ISM Manufacturing
February 4, 2025
Yesterday’s very strong January ISM manufacturing print may have been partially overlooked due to outsized attention on tariff developments. If tariffs were not in focus, yesterday’s ISM manufacturing results would been used as fuel for a broad-based equity rally. Not only did ISM manufacturing move into expansion territory for the first time in 26 months, but the share of industry (measured by GDP) with a composite reading at/below 45 moderated from 49% in December to only 8% in January. Manufacturing ISM is one of the best forward-looking indicators available and the January print suggests US economic growth is accelerating. A prolonged period of tariff threats could eventually weigh on corporate sentiment and tighten financial conditions but we’re not there yet. If tariff threats are going to become a headwind, we should see it first develop in widening credit spreads, which remain at benign levels for now. Given the level of interest, we’re temporarily replacing terminal rates with credit spreads in the ‘Cross Markets’ section above.

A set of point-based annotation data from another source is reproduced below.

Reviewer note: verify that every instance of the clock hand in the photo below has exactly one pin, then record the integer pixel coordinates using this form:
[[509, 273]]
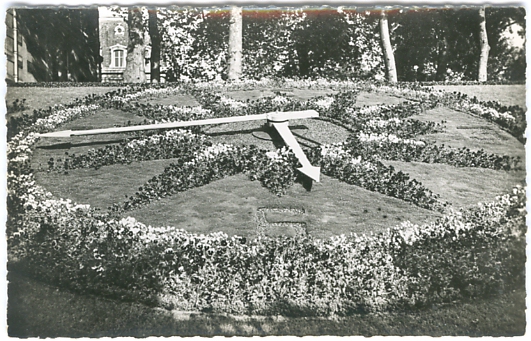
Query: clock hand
[[277, 116], [286, 134]]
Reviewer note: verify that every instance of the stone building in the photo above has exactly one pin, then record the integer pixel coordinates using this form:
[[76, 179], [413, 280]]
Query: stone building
[[113, 46], [113, 40], [19, 61]]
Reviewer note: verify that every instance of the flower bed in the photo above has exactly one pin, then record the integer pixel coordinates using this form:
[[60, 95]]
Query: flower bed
[[469, 253]]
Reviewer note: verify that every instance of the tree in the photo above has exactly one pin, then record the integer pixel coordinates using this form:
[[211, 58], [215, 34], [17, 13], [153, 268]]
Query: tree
[[387, 48], [63, 43], [235, 43], [134, 68], [484, 47], [155, 46], [506, 36]]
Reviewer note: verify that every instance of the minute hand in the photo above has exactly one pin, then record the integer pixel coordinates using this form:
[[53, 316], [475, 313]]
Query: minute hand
[[311, 171]]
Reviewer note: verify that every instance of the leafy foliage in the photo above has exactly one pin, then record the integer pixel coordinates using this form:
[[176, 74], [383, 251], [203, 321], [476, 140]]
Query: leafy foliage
[[466, 254]]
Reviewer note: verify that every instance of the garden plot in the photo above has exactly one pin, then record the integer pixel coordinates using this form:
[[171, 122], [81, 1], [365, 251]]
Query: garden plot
[[231, 205], [466, 130], [216, 225], [41, 98]]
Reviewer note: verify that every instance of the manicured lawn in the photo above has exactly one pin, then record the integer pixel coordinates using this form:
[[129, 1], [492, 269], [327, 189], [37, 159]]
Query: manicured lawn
[[231, 204], [42, 98], [41, 310], [506, 94]]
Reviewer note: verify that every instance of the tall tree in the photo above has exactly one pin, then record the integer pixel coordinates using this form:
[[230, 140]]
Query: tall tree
[[155, 46], [387, 48], [484, 47], [134, 68], [235, 43], [63, 42]]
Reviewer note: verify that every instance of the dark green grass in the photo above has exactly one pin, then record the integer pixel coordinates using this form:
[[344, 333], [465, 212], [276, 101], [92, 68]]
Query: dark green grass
[[231, 204], [461, 186], [505, 94], [36, 309], [40, 310], [42, 98], [475, 133]]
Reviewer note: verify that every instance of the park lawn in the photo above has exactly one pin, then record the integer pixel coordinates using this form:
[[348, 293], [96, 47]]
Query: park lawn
[[43, 98], [514, 94], [40, 310], [331, 208], [472, 132], [37, 309]]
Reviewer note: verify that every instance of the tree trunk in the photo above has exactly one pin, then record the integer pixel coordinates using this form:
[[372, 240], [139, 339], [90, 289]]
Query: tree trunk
[[442, 63], [389, 57], [235, 43], [484, 46], [155, 46], [134, 68]]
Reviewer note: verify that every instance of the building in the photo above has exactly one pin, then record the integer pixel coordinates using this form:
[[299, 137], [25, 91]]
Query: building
[[19, 61], [113, 46], [111, 31]]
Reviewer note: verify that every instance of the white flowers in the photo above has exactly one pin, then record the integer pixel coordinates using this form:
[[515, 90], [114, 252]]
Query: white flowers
[[234, 104], [325, 102], [387, 138]]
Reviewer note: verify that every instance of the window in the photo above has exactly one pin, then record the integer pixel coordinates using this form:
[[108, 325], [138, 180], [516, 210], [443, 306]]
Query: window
[[118, 56], [119, 30]]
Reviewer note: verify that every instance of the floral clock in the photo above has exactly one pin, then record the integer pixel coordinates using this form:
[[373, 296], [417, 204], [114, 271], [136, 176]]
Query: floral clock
[[111, 254]]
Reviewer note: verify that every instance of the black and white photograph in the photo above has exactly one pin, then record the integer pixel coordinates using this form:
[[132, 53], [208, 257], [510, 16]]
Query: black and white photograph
[[243, 169]]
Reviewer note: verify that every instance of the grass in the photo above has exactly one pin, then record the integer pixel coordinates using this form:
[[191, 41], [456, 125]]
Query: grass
[[506, 94], [37, 309], [42, 98], [230, 205]]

The Philadelphia Semiconductor index (SOX) and its AI-levered constituents (NVDA, AVGO, AVGO and TSM) are rebounding this morning but remain below key technical resistance and are still vulnerable to a retest of last Monday’s lows. A successful retest (oversold with bullish momentum divergence signals) is usually the ‘buy the dip’ opportunity. In our view, the ‘no retest’ scenario only becomes a possibility once these indices/positions clear the levels where they broke down. In terms of the SOX, the level to clear is 5100.